The French 75 was created in 1915 at the New York Bar in Paris—later Harry’s New York Bar—by barman Harry MacElhone. The combination was said to have such a kick that it felt like being shelled with the powerful French 75mm field gun, also called a “75 Cocktail”, or “Soixante Quinze” in French.

Recipe below from “The Savoy Cocktail Book,” by Harry Craddock (1930).


  • 2/3 oz. gin
  • 1/3 oz. fresh lemon juice
  • 1 spoonful “powdered” sugar (what we would call caster or ultra-fine sugar)

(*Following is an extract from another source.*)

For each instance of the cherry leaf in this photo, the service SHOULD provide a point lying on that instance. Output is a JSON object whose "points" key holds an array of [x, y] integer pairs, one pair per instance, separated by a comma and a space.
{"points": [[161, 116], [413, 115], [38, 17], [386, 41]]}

Pour into tall glass containing cracked ice and fill up with champagne.

Bartender’s Notes:

The finer the sugar, the faster it will dissolve in the cocktail. You can make your own caster sugar by pulsing regular granulated sugar a few times in a food processor.

French 75 (Redux)

For a more modern take on the French 75, try the recipe below. I recommend using a citrusy or floral gin such as Uncle Val’s (pronounced citrus notes) or The Botanist (strong floral notes) for even brighter lemon flavor. If you are feeling particularly festive, this cocktail looks especially lovely when made with a rosé champagne (you can even add a rose petal as garnish for a romantic touch).


  • 1 ounce gin
  • ½ ounce simple syrup
  • ½ ounce fresh lemon juice
  • brut champagne or a dry sparkling white wine (such as cava)


Combine gin, simple syrup, and lemon juice in a cocktail shaker filled with ice. Shake until well chilled and strain into a glass. Top with champagne, garnish with a lemon twist, and serve.